Fuso horário, RTC e automações
NTP entrega tempo absoluto. O fuso é aplicado pelo sistema. `America/Sao_Paulo` vem de tzdata. Um cron às 07:00 usa regra local. Alterações políticas exigem update. Dispositivos que guardam “GMT-3” não adaptam. O RTC mantém tempo sem rede. Pode derivar. O sistema compara. Um gateway central pode fornecer NTP e fuso via configuração separada. Logs devem armazenar UTC e exibir local, incluindo offset. ISO 8601 com `Z` ou `-03:00` evita ambiguidade. Câmeras e alarmes precisam de NTP e fuso. Se a câmera grava UTC e o NVR local, a correlação precisa converter. Para duração de automação, usar monotonic clock. Um ajuste NTP pode fazer relógio de parede andar mais rápido ou saltar. `delay 10 min` não deve depender de hora civil. O framework adequado usa monotônico.
Análise Técnica
✓ Vantagens
  • Sincroniza relógios de equipamentos heterogêneos por um protocolo aberto, amplamente implementado em roteadores, câmeras, servidores e gateways.
  • Algoritmos de filtragem e seleção usam múltiplas fontes e estimam erro, oferecendo mais robustez que copiar uma única resposta de hora.
  • Consome pouco tráfego e adapta o intervalo de polling à estabilidade do relógio e da rede.
  • NTS adiciona autenticação moderna baseada em TLS e cookies, reduzindo falsificação sem cifrar todo o fluxo continuamente.
  • Permite centralizar um servidor local para IoT, melhorando consistência de logs, certificados, agendas e correlação de eventos.
✗ Desvantagens
  • NTP clássico não autentica por padrão e pode ser falsificado ou manipulado por atacante no caminho ou na LAN.
  • A precisão depende da simetria e do jitter; Wi‑Fi e Internet podem introduzir erro imprevisível para aplicações sub-milissegundo.
  • Não distribui fuso horário nem regras regionais, exigindo tzdata atualizado e configuração separada.
  • Implementações IoT simplificadas podem consultar uma única fonte, ignorar falhas ou fazer saltos bruscos no relógio.
  • Servidores mal configurados ou antigos podem ser usados em amplificação DDoS e expor comandos de controle.
💡 Cenário Prático: NTP local para câmeras, alarmes e automações
O roteador ou um servidor Linux executa chrony.

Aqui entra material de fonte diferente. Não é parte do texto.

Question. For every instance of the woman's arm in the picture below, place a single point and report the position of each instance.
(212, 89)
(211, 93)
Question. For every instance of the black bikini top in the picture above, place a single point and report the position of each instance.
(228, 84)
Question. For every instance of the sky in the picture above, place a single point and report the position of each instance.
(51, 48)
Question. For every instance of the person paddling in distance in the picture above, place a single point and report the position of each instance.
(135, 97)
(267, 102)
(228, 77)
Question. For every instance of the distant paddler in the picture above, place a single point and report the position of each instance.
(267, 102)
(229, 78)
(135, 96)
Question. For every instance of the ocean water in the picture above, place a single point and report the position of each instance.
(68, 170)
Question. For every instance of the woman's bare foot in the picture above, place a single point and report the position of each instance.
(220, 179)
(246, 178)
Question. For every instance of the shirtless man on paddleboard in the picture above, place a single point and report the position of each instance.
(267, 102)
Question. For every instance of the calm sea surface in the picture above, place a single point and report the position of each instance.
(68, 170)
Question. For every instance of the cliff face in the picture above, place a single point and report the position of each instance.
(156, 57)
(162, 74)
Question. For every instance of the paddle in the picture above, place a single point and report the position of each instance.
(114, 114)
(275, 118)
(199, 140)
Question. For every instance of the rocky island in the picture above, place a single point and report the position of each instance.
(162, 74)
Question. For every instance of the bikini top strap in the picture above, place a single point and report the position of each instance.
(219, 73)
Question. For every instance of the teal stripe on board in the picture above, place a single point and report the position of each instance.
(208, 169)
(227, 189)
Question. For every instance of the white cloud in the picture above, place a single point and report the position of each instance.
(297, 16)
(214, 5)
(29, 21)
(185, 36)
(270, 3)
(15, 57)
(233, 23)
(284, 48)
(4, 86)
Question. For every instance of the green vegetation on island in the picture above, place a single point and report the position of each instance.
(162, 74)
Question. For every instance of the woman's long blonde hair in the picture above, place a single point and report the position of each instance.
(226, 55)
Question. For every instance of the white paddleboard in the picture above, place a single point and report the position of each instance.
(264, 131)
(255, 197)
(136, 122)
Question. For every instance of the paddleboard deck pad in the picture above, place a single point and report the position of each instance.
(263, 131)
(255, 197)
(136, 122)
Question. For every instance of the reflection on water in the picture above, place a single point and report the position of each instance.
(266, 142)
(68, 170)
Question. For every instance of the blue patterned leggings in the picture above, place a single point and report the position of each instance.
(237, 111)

Ele consulta pelo menos quatro fontes externas confiáveis, preferencialmente com NTS quando suportado. As VLANs IoT podem acessar apenas o NTP local em UDP 123; não a Internet. O servidor bloqueia consultas externas na WAN e permite somente sub-redes internas. Câmeras, NVR, alarmes, switches, Home Assistant e gateways usam o endereço local. O DHCP pode anunciar NTP quando os clientes suportam. O monitoramento alerta se offset supera 100 ms para servidores e limites maiores para IoT, se stratum vira 16 ou se a fonte some. Cada dispositivo configura `America/Sao_Paulo` separadamente ou registra UTC. Logs usam ISO 8601 com offset. O Home Assistant usa relógio monotônico para delays. O servidor possui RTC ou recupera rapidamente após boot. Em falta de Internet, continua servindo o relógio disciplinado e indica a qualidade. Dispositivos críticos não falham abertos por hora inválida. Certificados são renovados e o bootstrap é testado. Para uma rede de áudio ou medição que exige microsegundos, avalia-se PTP em vez de forçar NTP além de sua precisão.